TensorFlow Lite GPU delegate

TensorFlow Lite supports several hardware accelerators. This document describes how to preview the experimental GPU backend using the TensorFlow Lite delegate APIs on Android and iOS.

GPUs are designed to have high throughput for massively parallelizable workloads. Thus, they are well-suited for deep neural nets, which consist of a huge number of operators, each working on some input tensor(s) that can be easily divided into smaller workloads and carried out in parallel, typically resulting in lower latency. In the best scenario, inference on the GPU may now run fast enough for previously not available real-time applications.

Unlike CPUs, GPUs compute with 16-bit or 32-bit floating point numbers and do not require quantization for optimal performance.

Another benefit with GPU inference is its power efficiency. GPUs carry out the computations in a very efficient and optimized manner, so that they consume less power and generate less heat than when the same task is run on CPUs.

Demo App Tutorials

The easiest way to try out the experimental GPU delegate is to follow the below tutorials, which go through building our classification demo applications with GPU support. The GPU code is only binary for now; it will be open-sourced soon. Once you understand how to get our demos working, you can try this out on your own custom models.

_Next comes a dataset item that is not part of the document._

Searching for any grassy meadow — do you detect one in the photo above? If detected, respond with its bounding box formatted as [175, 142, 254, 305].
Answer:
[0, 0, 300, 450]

Android (with Android Studio)

For a step-by-step tutorial, watch the Experimental GPU Delegate for Android video.

Step 1. Clone the TensorFlow source code and open it in Android Studio

git clone https://github.com/tensorflow/tensorflow

Step 2. Edit app/build.gradle to use the nightly GPU AAR

Add the tensorflow-lite-gpu package alongside the existing tensorflow-lite package in the existing dependencies block.

dependencies {
    implementation 'org.tensorflow:tensorflow-lite:0.0.0-nightly'
    implementation 'org.tensorflow:tensorflow-lite-gpu:0.0.0-nightly'

Step 3. Build and run

Run → Run ‘app’. When you run the application you will see a button for enabling the GPU. Change from quantized to a float model and then click GPU to run on the GPU.

running android gpu demo and switch to gpu

iOS (with XCode)

For a step-by-step tutorial, watch the Experimental GPU Delegate for iOS video.

Step 1. Get the demo source code and make sure it compiles.

Follow our iOS Demo App tutorial. This will get you to a point where the unmodified iOS camera demo is working on your phone.

Step 2. Modify the Podfile to use the TensorFlow Lite GPU CocoaPod

We have built a binary CocoaPod that includes the GPU delegate. To switch the project to use it, modify the tensorflow/tensorflow/lite/examples/ios/camera/Podfile file to use the TensorFlowLiteGpuExperimental pod instead of TensorFlowLite.

target 'YourProjectName'
  # pod 'TensorFlowLite', '1.12.0'
  pod 'TensorFlowLiteGpuExperimental'

Step 3. Enable the GPU Delegate

To enable the code that will use the GPU delegate, you will need to change TFLITE_USE_GPU_DELEGATE from 0 to 1 in CameraExampleViewController.h.


Step 4. Build and run the demo app

After following the previous step, you should be able to run the app.

Step 5. Release mode.

While in Step 4 you ran in debug mode, to get better performance, you should change to a release build with the appropriate optimal Metal settings. In particular, To edit these settings go to the Product > Scheme > Edit Scheme.... Select Run. On the Info tab, change Build Configuration, from Debug to Release, uncheck Debug executable.

setting up release

Then click the Options tab and change GPU Frame Capture to Disabled and Metal API Validation to Disabled.

setting up metal options

Lastly make sure Release only builds on 64-bit architecture. Under Project navigator -> tflite_camera_example -> PROJECT -> tflite_camera_example -> Build Settings set Build Active Architecture Only > Release to Yes.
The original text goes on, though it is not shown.